Organisations in all types of industries can suddenly create detailed 360-degrees views of their customers, regardless of whether they are B2B or B2C customers. Combining data from social networks, the blogosphere, (online) surveys, click behaviour as well sales data, sensor data, public data and open data can help create detailed personas and micro segments to better target these customers and improve conversion and increase sales. These signals of what consumers are doing, seeing, thinking and sharing at any point in time is becoming easily available for all businesses in any industry, from SME’s to large multinationals, and this completely changes the playing field for organisations.
Those organisations that are capable of identifying their customers in so much detail will be able to deliver very targeted messages, create personalized products and enter in a one-to-one relationship even if the company has over 1 million customers. As a result retail stores such as Walmart or Target are capable of delivering personalized offers to customers walking through an aisle in the store or publishing companies can provide customer stories with corresponding personalized advertising and personalized related articles.
There are several important aspects to consider when developing a 360-degrees view of your customer. First of all, you should obtain a clear understanding of their online and offline behaviour, meaning how do they interact with others? What do they say online and by whom are they influenced? It is also important to have access to historical transaction data, be it online or offline. What did they buy, when, for how much, how (online or offline) and how did they react to it? Walmart is pushing this to the limits, because with the “Scan and Go” app they allow customers to scan and pay their products with their mobile phone. Consequently, Walmart understands which products where picked from what shelve when and even knows after how much time a product was put back on the shelve (and consequently deleted in the app). This is extremely valuable customer information.
The result is data-driven customer-centric marketing that has the objective to truly get to know the customer and deliver a personalized, relevant message/product/service to that customer. There are different tools that marketing departments can use to get to know their customers. Sentiment analytics offers marketers the wisdom of the crowd and gives them a focus group of millions of customers that can be tracked and which gives insights in how they think about the company and its products/services. Natural Language Processing is an important aspect to better understand what customers want and will provide vastly new data sources such as voice recognition data when customers call the call centre that gives insights in real-time problems. Geospatial Data can be used to send personalized relevant offers to customer based on their location, be it when they walk past your store to hyper-local offers in a certain aisle in your store. Finally, different data mining techniques can help to find those important patterns when all the different data sources are combined.
The effect of all these analytics is detailed and extensive profiles of your customers that give insights in their loyalty, their potential and their (lifetime) value. Based on all this information, a company can now recommend the best suitable product for the right customer. But is that really something new?
In the past, when you went to the local bakery (or the butcher or flower shop for that matter), they knew you by name, they knew which bread or meat you liked and most probably also knew details from your personal life because of the regular chitchat happening when you were in the store. At that time, all this was fine because you also knew the baker and details of his/her personal life. The world was small and it felt comfortable. So what has changed?
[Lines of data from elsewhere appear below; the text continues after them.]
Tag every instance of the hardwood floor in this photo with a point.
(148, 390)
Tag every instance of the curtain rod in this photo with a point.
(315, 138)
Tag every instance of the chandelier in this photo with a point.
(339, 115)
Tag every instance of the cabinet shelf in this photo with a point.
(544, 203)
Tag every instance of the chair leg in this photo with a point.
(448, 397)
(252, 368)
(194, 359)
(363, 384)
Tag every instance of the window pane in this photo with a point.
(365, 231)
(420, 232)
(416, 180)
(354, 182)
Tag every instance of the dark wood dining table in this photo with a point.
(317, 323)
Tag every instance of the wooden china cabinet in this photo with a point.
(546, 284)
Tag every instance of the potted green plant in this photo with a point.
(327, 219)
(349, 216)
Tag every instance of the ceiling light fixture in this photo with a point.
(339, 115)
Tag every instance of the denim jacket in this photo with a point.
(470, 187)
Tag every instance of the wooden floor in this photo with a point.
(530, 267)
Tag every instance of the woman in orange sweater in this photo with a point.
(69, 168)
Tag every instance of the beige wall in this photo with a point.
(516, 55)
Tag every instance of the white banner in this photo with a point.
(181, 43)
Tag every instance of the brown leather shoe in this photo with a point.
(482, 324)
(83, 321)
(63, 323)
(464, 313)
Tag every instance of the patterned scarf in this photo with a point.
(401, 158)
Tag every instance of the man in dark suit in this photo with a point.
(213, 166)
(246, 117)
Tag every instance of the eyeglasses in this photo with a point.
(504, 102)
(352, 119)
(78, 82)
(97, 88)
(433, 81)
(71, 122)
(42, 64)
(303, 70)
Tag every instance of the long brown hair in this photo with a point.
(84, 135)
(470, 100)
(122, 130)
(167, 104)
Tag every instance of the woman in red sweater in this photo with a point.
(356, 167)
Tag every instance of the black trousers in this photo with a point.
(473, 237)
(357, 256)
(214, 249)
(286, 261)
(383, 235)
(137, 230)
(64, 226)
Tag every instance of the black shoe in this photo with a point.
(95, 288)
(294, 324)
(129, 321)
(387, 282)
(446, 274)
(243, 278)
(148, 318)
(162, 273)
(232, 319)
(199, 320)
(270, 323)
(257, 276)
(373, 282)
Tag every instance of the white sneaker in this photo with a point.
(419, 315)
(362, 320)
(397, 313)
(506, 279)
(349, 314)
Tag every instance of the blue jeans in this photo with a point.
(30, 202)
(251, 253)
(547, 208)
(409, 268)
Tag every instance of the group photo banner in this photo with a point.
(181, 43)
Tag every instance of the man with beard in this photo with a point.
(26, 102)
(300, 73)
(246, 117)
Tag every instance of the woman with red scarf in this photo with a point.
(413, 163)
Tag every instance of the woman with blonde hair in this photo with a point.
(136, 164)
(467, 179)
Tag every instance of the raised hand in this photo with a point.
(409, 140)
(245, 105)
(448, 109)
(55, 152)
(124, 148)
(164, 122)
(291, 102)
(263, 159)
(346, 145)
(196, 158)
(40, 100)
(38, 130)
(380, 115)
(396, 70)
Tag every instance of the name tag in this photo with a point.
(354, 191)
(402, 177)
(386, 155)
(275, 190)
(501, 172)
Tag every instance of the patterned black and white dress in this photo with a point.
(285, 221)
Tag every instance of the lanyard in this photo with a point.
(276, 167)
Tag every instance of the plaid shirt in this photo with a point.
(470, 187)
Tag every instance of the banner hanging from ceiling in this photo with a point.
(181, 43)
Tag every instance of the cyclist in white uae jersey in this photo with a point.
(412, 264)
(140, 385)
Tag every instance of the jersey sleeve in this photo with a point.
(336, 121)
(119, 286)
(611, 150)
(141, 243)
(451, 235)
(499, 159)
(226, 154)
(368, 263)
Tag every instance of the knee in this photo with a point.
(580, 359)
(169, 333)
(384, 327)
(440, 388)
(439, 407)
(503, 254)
Well, today it is not the small local store that knows all the details, but a global retail store such as Walmart, Target or Woolworths for that matter. They also know each customer (or most of them) by name, what they like and what their personal life looks like (think of the famous Target case where they knew that a teenager was pregnant before her parents knew). However, the problem is that the balance has disappeared, because the customer does not know anything anymore about the supermarket.
Creating 360-degrees customer profiles using vast amounts of data can be very interesting for organisations, but they have to be aware of this unbalance and deal with it correctly when getting to truly know their customers. They should be open and transparent to their customers what they know about them and give them the opportunity to delete data if they feel uncomfortable with all that data being collected. This will be beneficial for both parties as the customer will feel more in control, know what data is collected and what he/she gets in return while the company can use the data to optimize their offering and increase their revenue.